If you love music from the last quarter of the 20th century, you'll flip for Sound City, Nirvana member and Foo Fighter Dave Grohl's documentary triptych about a recording studio, its mixing console, and the process of capturing music that moves people. Sound City is good enough to make you sympathize with Rick Springfield and also endure first-time writer/director Grohl's confusion over which way to point the camera. Ignore his narcissism. Sound City is something to see and hear.
Music fans — "civilians" in Memphis — will love the interviews, footage, and sessions. Engineers and producers will be overcome with sympathetic jealousy for the gear, careers, and music. This is Memphis, mind you, and there are enough engineers here to fill the seats at the Memphis Brooks Museum for the single screening on Thursday, April 11th. Get tickets early.
Sound City was a studio that opened in 1970 in Van Nuys, California, and became an improbable fountain of hits during three epochs of popular music. The list of platinum albums made there is mind-boggling. The place is L.A.-filthy and frequently floods. The disarray would send Memphis' Ardent Studios' meticulous owner John Fry to the mental ward in Bolivar.
Early on, Sound City was the birthplace of Fleetwood Mac's third incarnation. Lindsey Buckingham and Mick Fleetwood give great interviews, and Stevie Nicks doubles down with an original song for the performance-based final third of the film. Tom Petty and Heartbreaker-in-Chief, Mike Campbell, offer charismatic commentary over footage of their long relationship with the studio.

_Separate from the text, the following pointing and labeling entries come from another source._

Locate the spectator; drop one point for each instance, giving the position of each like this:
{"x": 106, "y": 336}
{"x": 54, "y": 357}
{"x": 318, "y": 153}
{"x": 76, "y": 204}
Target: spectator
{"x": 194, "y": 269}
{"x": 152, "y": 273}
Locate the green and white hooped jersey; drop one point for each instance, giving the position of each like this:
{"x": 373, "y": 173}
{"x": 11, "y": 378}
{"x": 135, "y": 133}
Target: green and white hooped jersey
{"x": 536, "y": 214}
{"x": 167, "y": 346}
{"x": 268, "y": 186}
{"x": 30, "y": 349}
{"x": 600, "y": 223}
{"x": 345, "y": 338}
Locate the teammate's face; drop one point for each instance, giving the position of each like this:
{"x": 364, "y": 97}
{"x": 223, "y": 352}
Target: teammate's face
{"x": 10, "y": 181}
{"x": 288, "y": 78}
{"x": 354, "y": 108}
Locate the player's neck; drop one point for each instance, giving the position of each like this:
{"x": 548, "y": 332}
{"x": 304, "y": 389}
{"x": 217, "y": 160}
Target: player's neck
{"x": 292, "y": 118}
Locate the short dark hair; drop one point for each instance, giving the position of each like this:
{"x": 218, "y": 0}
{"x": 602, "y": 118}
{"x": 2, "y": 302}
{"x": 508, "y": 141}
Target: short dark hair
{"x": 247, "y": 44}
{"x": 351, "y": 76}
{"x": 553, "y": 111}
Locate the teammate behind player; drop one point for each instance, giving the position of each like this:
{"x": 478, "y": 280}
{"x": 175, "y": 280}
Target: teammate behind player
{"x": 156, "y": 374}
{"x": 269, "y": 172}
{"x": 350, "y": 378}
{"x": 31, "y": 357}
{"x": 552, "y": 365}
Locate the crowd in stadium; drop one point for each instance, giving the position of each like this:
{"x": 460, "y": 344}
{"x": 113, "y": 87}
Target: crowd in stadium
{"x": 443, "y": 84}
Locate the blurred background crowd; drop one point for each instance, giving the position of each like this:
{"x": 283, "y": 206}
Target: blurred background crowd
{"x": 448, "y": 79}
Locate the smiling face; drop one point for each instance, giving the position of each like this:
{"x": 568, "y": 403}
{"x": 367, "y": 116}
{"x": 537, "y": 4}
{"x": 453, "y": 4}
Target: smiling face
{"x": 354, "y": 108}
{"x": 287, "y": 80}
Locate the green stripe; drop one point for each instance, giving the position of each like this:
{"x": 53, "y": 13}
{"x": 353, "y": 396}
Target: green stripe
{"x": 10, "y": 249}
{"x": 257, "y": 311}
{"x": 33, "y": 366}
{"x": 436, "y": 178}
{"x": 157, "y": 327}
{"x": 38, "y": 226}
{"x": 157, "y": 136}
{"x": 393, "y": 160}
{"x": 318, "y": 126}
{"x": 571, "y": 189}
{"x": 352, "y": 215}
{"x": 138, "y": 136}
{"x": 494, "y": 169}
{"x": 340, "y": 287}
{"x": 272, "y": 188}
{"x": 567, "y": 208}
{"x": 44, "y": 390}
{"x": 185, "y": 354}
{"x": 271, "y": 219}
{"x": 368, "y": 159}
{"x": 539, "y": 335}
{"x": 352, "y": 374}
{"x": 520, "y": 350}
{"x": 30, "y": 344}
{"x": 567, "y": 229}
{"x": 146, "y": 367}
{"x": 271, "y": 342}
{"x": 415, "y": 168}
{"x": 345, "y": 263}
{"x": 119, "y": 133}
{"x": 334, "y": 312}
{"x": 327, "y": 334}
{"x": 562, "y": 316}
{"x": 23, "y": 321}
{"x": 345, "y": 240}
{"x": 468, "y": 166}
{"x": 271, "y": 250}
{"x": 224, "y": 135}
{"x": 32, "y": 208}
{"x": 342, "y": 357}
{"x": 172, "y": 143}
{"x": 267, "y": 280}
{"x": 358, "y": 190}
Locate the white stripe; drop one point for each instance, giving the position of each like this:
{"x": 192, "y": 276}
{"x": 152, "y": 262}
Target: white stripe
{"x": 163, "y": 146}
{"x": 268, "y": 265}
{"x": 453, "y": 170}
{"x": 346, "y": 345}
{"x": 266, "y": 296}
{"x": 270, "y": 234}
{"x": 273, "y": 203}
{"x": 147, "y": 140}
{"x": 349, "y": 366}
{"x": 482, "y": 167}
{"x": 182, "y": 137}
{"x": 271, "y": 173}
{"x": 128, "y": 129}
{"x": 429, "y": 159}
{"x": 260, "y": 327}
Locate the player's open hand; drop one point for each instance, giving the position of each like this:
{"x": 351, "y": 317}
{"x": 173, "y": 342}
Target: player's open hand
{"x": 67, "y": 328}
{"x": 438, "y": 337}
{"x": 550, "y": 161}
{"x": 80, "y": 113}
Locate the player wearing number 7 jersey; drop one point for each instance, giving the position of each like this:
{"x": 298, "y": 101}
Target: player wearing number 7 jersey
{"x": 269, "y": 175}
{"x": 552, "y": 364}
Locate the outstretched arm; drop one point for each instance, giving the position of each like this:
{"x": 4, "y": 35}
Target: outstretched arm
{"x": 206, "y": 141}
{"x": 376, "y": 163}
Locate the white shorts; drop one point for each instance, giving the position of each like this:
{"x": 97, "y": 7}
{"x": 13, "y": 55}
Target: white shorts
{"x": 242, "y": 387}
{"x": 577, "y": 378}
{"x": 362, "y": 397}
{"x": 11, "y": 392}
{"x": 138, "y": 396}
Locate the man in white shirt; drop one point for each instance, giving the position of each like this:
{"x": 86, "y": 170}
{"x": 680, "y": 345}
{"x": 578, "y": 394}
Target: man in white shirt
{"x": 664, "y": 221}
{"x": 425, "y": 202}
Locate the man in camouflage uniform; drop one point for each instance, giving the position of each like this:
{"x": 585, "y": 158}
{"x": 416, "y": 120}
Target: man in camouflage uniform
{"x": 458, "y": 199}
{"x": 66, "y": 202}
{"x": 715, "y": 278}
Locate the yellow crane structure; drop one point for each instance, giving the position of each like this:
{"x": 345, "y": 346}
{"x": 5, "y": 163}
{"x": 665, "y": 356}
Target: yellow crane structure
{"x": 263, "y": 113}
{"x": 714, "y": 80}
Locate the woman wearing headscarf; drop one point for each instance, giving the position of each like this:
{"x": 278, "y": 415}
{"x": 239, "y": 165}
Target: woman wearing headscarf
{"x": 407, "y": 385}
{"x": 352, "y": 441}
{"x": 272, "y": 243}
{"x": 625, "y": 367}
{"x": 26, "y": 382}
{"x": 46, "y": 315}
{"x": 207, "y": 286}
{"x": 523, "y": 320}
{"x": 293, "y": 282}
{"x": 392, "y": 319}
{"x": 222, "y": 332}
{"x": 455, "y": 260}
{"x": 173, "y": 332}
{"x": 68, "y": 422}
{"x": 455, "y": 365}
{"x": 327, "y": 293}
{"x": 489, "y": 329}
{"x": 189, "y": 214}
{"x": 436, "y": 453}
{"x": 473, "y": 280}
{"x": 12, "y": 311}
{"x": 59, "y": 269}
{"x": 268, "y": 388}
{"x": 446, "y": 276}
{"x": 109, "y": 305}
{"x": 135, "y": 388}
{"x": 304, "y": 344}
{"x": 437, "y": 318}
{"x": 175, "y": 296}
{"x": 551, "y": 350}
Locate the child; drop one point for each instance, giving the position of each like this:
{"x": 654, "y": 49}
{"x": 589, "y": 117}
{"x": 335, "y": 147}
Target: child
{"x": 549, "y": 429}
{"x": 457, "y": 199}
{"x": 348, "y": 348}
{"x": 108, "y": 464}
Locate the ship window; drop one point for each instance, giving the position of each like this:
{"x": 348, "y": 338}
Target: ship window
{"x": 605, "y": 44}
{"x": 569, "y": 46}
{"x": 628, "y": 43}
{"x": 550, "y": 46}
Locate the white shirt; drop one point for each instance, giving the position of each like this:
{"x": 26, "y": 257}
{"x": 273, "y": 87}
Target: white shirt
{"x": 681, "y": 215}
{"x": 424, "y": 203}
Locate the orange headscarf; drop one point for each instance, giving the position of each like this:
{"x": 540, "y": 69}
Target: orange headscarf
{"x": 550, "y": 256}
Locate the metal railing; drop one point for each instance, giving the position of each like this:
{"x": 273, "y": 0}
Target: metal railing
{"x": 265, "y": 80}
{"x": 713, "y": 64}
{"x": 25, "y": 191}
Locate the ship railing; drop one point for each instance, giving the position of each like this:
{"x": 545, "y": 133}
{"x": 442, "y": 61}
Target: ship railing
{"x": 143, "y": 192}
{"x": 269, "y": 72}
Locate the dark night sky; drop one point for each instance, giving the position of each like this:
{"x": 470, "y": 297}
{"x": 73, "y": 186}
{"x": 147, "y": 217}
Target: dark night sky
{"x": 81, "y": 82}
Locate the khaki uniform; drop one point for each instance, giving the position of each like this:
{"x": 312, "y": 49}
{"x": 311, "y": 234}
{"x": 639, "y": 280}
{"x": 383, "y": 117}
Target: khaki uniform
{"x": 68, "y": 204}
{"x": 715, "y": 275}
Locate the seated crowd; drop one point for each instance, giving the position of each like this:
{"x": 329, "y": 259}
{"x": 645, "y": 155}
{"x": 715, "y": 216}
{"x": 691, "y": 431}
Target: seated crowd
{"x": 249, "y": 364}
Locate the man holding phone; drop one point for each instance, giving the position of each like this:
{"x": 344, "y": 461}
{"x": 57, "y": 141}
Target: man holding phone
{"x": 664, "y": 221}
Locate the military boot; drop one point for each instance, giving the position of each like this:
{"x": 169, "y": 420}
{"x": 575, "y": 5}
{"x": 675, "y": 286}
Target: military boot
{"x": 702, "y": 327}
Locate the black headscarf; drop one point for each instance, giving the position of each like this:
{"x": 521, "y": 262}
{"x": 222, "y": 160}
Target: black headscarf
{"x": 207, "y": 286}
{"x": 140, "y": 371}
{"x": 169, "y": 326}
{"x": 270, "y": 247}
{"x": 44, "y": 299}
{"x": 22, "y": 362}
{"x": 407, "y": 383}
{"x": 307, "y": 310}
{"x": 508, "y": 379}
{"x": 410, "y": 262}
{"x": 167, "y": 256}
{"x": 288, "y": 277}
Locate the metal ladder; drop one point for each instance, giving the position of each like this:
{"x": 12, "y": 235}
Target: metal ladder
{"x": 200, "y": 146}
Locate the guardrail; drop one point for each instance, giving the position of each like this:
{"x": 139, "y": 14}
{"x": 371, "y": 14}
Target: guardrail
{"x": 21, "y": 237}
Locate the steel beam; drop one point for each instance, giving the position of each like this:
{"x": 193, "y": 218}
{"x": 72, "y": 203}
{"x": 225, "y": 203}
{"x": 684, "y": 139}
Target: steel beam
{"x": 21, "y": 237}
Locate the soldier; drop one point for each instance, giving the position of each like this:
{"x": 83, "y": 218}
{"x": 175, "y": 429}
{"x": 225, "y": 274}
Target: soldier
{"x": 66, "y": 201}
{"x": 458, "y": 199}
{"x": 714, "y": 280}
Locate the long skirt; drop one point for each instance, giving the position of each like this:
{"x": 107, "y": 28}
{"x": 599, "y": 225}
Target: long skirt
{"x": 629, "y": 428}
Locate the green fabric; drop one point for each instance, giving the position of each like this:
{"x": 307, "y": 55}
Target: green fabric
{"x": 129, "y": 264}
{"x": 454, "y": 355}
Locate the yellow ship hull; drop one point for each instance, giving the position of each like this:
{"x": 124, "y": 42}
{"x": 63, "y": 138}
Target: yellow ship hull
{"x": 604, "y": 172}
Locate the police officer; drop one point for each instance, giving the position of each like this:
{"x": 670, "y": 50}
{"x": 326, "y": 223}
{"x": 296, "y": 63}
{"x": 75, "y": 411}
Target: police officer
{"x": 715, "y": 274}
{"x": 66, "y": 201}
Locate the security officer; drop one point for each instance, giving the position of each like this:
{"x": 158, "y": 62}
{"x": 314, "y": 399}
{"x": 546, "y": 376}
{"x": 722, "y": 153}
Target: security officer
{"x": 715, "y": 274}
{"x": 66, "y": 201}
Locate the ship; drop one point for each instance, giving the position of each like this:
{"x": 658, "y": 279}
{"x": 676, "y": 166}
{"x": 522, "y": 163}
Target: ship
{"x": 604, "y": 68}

The studio's fortunes tracked with musical trends that are well-presented. The hair-band '80s arrive, and interviews with Ratt are gross and footage of Whitesnake reveals the era as a musical Dark Ages when production was distracted by digital technology. Nirvana's input is well-chronicled in interviews with engineer/producer Butch Vig and bassist Krist Novoselic. Sound City's Nirvana-derived success carried the facility until its closure in 2011. Grohl fumbles here, neglecting the stories of key staff members.
He instead focuses on the studio's rare Neve analog recording console, the large knob-covered board that mixes the instruments together. Grohl is glib with Rupert Neve, the elderly genius who invented the console. But he does right by purchasing and maintaining this piece of history.
The film ends with a series of in-studio performances by Trent Reznor, Jim Keltner, and other luminaries. While long, this portion of the film works best. The performances are great, and the sound (drums and guitars!) lives up to its billing. The soundtrack is available now.
Sound City's archival footage brings home the point that our Instagram nostalgia culture chose this period to emulate once we could slap a filter on any image. We fake the '60s and '70s full-time, and that is Grohl's well-made point: Analog sound and social performance make music that sounds real and feels human. To paraphrase an old professor, in 50 years, will Skrillex make us weep? After the Gold Rush will.